Another post-Budget headache looms too in the shape of Hammond’s pubs pledge. Labour’s Jim McMahon has picked up on claims from the industry that plans to offer business rate relief will actually be scuppered by EU state aid rules. Was that another bit of Treasury sleight of hand?

5) HOGG ROAST

Unlike the US Congress, the UK Parliament does not have the power to block public appointments. But it does, in its very British way, have the power to embarrass prospective applicants into withdrawing their candidacy or stepping aide once appointed. In the coming hours, we will find out whether the Treasury Select Committee has managed just that in the case of Charlotte Hogg, the Bank of England’s newly appointed deputy governor.

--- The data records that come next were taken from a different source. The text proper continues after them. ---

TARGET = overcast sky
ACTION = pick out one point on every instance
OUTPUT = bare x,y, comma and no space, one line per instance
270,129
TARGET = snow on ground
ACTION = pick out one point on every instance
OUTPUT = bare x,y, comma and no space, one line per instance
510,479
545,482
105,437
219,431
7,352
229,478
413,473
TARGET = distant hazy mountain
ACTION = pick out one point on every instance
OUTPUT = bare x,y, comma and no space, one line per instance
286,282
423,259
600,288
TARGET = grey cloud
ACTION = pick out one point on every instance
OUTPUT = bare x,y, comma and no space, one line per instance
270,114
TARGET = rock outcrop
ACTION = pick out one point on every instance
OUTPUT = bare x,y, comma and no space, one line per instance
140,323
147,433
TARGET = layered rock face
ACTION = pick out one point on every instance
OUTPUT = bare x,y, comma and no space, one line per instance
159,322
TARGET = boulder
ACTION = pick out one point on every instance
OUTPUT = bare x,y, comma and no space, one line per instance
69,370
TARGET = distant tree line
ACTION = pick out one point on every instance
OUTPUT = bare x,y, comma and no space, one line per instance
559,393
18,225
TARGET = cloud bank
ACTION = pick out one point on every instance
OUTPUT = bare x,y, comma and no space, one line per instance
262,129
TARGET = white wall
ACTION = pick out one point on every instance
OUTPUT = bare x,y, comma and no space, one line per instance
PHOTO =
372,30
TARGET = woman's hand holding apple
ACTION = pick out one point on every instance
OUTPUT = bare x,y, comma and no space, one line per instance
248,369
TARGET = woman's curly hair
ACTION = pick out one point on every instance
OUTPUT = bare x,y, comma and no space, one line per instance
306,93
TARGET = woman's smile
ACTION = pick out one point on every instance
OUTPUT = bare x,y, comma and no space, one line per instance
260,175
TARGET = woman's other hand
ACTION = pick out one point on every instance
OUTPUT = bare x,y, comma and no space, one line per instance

Hogg is acknowledged as a sufficiently competent economist for the role, but what’s causing trouble is her admission that she failed to declare a possible conflict of interest: her brother Quintin is director of group strategy at Barclays Bank. And MPs are already wary of her extensive family connections, as her dad is former MP Viscount Hailsham and her mum is Sarah Hogg, who headed John Major’s policy unit.

The FT says that a unanimous report by the Treasury Select Committee will only just fall short of recommending Hogg should not get the role. “Not in those words — but it reads the same way,” said one member. Mark Carney has given her a verbal warning for her error, but it looks like MPs hope to shame her into withdrawing. Let’s see if she toughs it out.